Si coloca un huevo de color rojo en un nido de gaviotas argénteas, el animal se vuelve loco. El color rojo activa la agresividad del ave, mientras que la forma del huevo activa su instinto de empollar: el resultado es que simultáneamente intenta atacar el huevo e incubarlo.[176] Es como si los programas funcionaran a la vez sin ningún resultado productivo. El huevo rojo activa programas soberanos y en conflicto, impresos en el cerebro de la gaviota como feudos en liza. La rivalidad está ahí, pero el pájaro no tiene capacidad para arbitrar una cooperación fluida.
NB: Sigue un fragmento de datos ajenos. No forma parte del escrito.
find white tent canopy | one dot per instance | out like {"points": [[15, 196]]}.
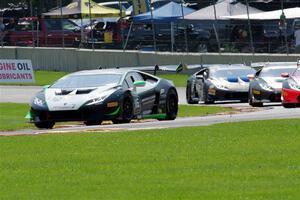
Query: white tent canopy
{"points": [[223, 8], [290, 13]]}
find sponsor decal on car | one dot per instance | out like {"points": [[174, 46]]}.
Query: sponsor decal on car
{"points": [[256, 91], [211, 91], [112, 104]]}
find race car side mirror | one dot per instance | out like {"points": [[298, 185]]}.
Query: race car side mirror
{"points": [[139, 83], [199, 76], [250, 76], [284, 75]]}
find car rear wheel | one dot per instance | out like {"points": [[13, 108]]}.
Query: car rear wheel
{"points": [[46, 125], [189, 98], [171, 105], [206, 100], [202, 48], [254, 104], [92, 122], [127, 111]]}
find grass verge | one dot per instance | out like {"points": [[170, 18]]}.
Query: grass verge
{"points": [[248, 160], [12, 114]]}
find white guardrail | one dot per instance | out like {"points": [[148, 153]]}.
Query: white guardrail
{"points": [[72, 59]]}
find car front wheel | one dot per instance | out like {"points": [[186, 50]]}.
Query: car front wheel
{"points": [[45, 125], [127, 111]]}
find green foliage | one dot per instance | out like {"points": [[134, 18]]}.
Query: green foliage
{"points": [[12, 116], [249, 160]]}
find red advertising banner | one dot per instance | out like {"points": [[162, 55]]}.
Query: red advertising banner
{"points": [[16, 71]]}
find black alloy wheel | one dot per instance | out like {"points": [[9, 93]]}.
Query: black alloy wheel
{"points": [[171, 105], [127, 111], [92, 122], [44, 125], [189, 98]]}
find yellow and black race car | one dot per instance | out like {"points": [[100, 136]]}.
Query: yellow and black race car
{"points": [[219, 82]]}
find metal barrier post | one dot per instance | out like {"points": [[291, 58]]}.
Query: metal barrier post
{"points": [[62, 25], [250, 29]]}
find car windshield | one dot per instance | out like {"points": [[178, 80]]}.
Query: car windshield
{"points": [[276, 71], [297, 72], [87, 81], [223, 73]]}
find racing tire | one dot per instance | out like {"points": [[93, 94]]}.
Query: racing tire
{"points": [[202, 48], [206, 100], [171, 105], [127, 111], [92, 122], [288, 105], [254, 104], [189, 96], [44, 125]]}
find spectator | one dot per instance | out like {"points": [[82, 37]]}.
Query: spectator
{"points": [[2, 33], [297, 36]]}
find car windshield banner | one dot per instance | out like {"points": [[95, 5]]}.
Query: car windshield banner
{"points": [[16, 71]]}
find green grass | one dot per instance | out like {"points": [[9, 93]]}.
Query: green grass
{"points": [[48, 77], [190, 111], [12, 114], [249, 160], [178, 79]]}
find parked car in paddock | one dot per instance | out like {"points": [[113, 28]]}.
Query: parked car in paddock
{"points": [[290, 94], [92, 96], [218, 82], [266, 84]]}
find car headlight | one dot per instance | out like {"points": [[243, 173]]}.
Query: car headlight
{"points": [[265, 86], [293, 85], [219, 85], [39, 102], [99, 99]]}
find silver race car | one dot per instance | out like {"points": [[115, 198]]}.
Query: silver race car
{"points": [[219, 82], [266, 84], [95, 95]]}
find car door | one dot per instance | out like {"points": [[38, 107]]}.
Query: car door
{"points": [[145, 93]]}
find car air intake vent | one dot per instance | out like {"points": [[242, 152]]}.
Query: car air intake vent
{"points": [[63, 92], [245, 79], [232, 79], [84, 91]]}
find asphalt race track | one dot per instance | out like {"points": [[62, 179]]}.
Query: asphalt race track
{"points": [[23, 94]]}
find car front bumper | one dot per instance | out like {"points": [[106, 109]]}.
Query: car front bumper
{"points": [[85, 113], [266, 95], [290, 96]]}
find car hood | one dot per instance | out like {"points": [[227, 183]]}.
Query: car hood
{"points": [[233, 83], [274, 82], [71, 99], [296, 79]]}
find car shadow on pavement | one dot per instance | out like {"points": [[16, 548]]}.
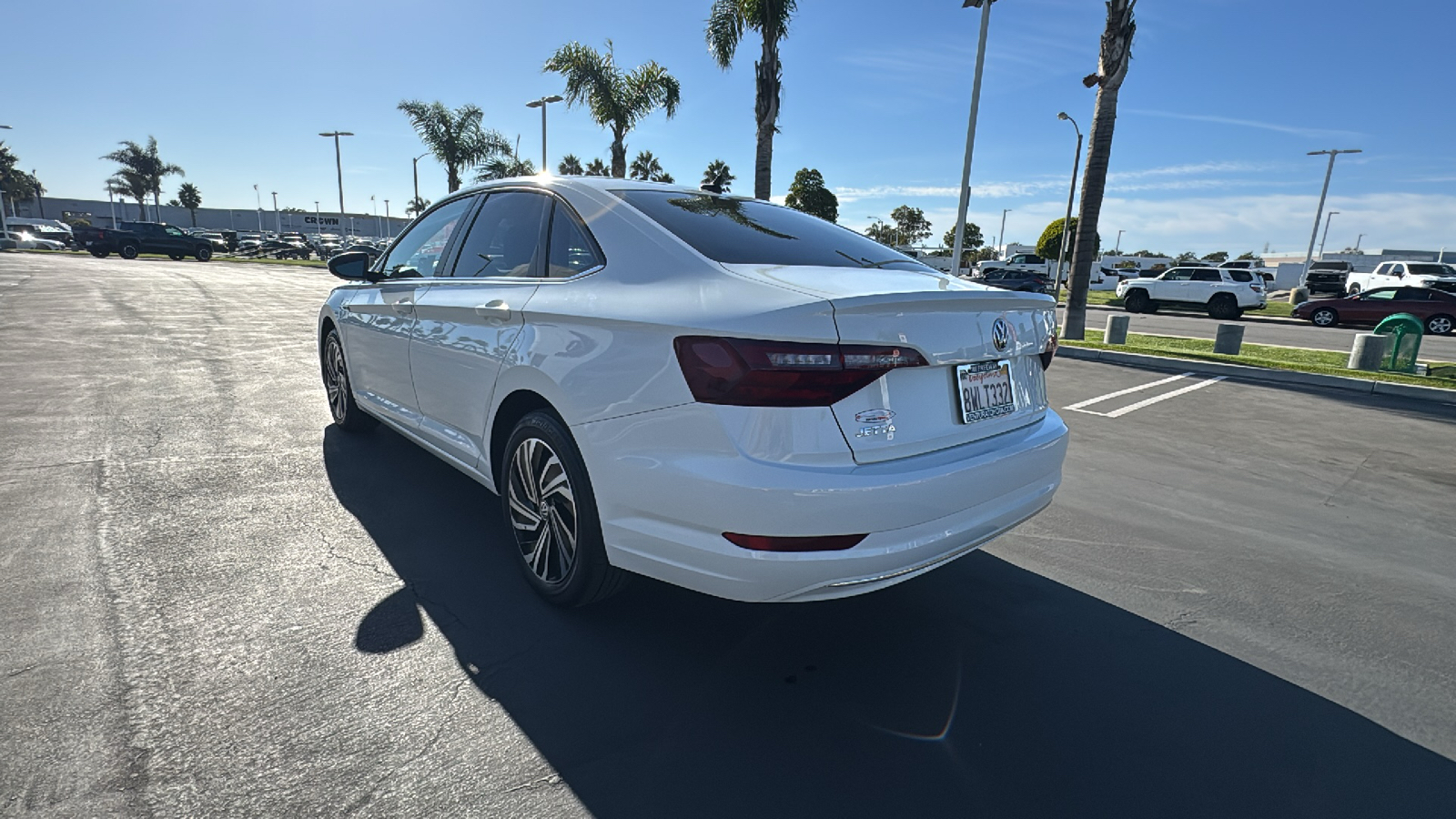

De manera parecida, si un pez picón hembra se adentra en el territorio de un macho, éste muestra un comportamiento agresivo y de cortejo al mismo tiempo, y ésa no es manera de seducir a una dama. El pobre picón macho parece ser simplemente una colección de programas zombis de serie accionados por entradas de funcionamiento básico (¡Intrusión! ¡Hembra!), y las subrutinas no han encontrado ningún método de arbitrar entre ellas, lo que parece sugerir que ni la gaviota argéntea ni el picón son animales especialmente conscientes.

Propongo que un índice útil para medir la conciencia es la capacidad de mediar con éxito entre sistemas zombis en conflicto. Un animal, cuanto más parezca un revoltijo de subrutinas integradas de entrada y salida, menor es la probabilidad de que tenga conciencia; cuanto más pueda coordinar, demorar la gratificación y aprender nuevos programas, más posible es que la posea. Si este enfoque es correcto, en el futuro se podría iniciar una serie de pruebas para medir de manera aproximada el grado de conciencia de una especie. Pensemos de nuevo en la desconcertada rata con la que nos topamos al principio del capítulo, la cual, atrapada entre el impulso de ir a buscar comida y el impulso de retroceder por la descarga eléctrica, se quedaba atascada entre ambos y oscilaba entre uno y otro. Todos sabemos lo que es tener momentos de indecisión, pero nuestro arbitraje humano entre los programas nos permite escapar de esos callejones sin salida y tomar una decisión. Rápidamente encontramos la manera de ir en un sentido o en otro mediante el engatusamiento o la censura. Nuestro director ejecutivo es lo bastante sofisticado para sacarnos de los atolladeros sencillos que inmovilizan a la pobre rata. Quizá sea en esto en lo que nuestra mente consciente —que sólo desempeña un pequeño papel en nuestra función nerviosa total— destaca realmente.